Sarah Westwood of the Washington Examiner reports how the Biden administration helped contribute to the Afghanistan debacle.

President Joe Biden and his team continue to struggle with their public messaging on Afghanistan more than a week after the fall of Kabul thrust the situation into the national spotlight.

Top Biden administration officials have put forward inaccurate, conflicting, or misleading information about the withdrawal of U.S. troops from Afghanistan for weeks.

Their inability to defend a floundering evacuation effort has compounded the political fallout for Biden at home, where lawmakers outraged by the apparent lack of planning behind the drawdown have been angered even further by scrambled signals from the White House.

Here are some of the inaccurate or misleading messages from Biden officials.

VISA PROCESSING

National security adviser Jake Sullivan attempted to blame a massive backlog of Special Immigrant Visas on former Trump officials during a briefing Monday.

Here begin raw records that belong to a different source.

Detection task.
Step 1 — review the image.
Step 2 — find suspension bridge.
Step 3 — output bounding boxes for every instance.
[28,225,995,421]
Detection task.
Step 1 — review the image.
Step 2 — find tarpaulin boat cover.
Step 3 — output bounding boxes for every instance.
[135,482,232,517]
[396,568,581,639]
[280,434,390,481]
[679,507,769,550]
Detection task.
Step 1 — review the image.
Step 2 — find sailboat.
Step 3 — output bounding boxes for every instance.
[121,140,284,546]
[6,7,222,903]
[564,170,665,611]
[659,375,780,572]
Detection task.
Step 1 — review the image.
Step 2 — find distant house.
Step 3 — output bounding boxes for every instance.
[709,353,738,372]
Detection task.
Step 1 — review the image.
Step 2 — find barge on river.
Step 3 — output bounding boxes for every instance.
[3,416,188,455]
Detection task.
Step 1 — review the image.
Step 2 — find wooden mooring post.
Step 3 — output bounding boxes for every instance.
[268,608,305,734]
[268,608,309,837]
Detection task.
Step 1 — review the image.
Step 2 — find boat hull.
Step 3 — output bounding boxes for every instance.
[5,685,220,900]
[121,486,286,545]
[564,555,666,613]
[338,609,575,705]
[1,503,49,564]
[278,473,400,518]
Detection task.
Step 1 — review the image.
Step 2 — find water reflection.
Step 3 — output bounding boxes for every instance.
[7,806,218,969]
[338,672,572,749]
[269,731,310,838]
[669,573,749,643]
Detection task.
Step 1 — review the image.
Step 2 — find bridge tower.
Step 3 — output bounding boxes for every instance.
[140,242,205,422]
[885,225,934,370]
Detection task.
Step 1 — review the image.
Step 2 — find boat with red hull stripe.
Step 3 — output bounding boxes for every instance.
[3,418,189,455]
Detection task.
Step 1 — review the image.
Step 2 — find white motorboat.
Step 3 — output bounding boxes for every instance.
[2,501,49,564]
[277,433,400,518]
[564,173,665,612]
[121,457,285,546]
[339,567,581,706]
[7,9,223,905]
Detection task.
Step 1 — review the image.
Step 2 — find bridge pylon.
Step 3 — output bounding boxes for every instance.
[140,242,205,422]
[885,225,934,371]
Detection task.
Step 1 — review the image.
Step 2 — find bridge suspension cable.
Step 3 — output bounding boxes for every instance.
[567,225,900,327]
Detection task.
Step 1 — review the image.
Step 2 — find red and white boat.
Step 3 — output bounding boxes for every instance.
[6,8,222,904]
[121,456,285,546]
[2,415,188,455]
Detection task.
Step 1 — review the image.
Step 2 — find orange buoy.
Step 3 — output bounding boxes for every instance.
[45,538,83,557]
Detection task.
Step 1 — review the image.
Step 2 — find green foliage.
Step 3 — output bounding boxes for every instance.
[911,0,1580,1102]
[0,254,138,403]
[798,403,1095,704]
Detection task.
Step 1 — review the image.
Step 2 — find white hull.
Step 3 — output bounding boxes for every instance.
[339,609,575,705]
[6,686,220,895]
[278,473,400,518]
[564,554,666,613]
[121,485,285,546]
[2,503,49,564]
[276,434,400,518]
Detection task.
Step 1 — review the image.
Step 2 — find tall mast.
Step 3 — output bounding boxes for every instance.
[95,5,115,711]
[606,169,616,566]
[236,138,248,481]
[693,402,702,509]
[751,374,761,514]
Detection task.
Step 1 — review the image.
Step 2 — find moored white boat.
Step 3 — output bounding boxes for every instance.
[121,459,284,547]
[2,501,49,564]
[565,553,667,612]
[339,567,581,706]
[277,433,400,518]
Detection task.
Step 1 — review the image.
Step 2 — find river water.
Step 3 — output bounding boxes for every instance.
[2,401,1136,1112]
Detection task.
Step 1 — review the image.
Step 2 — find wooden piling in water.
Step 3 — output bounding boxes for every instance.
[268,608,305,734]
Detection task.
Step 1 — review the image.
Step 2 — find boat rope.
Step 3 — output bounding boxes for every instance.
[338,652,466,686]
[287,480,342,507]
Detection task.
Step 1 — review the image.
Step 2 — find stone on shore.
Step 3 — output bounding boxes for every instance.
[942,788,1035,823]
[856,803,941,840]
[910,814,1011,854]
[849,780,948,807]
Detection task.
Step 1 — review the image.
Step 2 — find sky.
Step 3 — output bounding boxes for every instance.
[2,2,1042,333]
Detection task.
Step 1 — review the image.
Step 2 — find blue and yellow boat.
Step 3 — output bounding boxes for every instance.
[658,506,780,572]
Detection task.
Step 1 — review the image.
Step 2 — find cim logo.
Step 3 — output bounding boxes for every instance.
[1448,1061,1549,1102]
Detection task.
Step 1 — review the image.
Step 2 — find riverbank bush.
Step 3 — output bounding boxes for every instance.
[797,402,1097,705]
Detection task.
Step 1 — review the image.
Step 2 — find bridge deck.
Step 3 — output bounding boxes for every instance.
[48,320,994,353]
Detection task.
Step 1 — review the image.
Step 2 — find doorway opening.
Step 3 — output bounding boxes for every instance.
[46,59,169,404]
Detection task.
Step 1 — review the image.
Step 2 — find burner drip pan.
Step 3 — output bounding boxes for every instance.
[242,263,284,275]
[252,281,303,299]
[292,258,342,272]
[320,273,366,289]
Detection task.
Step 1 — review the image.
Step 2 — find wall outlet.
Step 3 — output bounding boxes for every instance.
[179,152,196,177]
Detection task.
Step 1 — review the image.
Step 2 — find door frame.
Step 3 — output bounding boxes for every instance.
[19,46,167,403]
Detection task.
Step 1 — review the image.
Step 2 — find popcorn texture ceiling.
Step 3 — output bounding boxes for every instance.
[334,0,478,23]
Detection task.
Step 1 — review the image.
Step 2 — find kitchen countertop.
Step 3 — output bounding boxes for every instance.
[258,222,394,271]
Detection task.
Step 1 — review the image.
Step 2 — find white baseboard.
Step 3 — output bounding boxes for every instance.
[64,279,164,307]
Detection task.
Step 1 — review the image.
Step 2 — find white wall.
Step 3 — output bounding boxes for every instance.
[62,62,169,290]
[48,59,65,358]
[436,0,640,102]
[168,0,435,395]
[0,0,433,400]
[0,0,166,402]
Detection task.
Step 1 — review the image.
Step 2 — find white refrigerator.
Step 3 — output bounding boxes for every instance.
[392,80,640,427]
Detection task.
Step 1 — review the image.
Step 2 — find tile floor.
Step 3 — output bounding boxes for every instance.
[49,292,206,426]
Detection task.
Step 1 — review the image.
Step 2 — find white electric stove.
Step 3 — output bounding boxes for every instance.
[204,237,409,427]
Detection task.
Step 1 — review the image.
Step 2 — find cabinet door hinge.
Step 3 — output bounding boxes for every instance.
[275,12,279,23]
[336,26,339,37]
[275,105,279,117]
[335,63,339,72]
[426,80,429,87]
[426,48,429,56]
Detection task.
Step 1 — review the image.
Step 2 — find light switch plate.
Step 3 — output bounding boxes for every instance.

“When we took office in January, the Trump administration had not processed a single Special Immigrant Visa since March of 2020, in nearly a year,” Sullivan said.

His statement is untrue: The Trump State Department issued hundreds of Special Immigrant Visas to Afghans throughout 2020, according to quarterly reports on the program. …

… ‘STRANDED’ AMERICANS

White House press secretary Jen Psaki pushed back on the suggestion American citizens are trapped in the Taliban-controlled country as the end of the evacuation nears.

“I think it’s irresponsible to say Americans are stranded,” Psaki pointedly told Fox News reporter Peter Doocy at the White House on Monday. “They are not. We are committed to bringing Americans who want to come home, home.”

Multiple reports have suggested that Americans in Kabul cannot get through the chaos, violence, and bureaucratic confusion surrounding the airport. …

… AL QAEDA PRESENCE

Biden defended the withdrawal by falsely claiming al Qaeda had been eradicated from Afghanistan — something his own Pentagon contradicted later that same afternoon.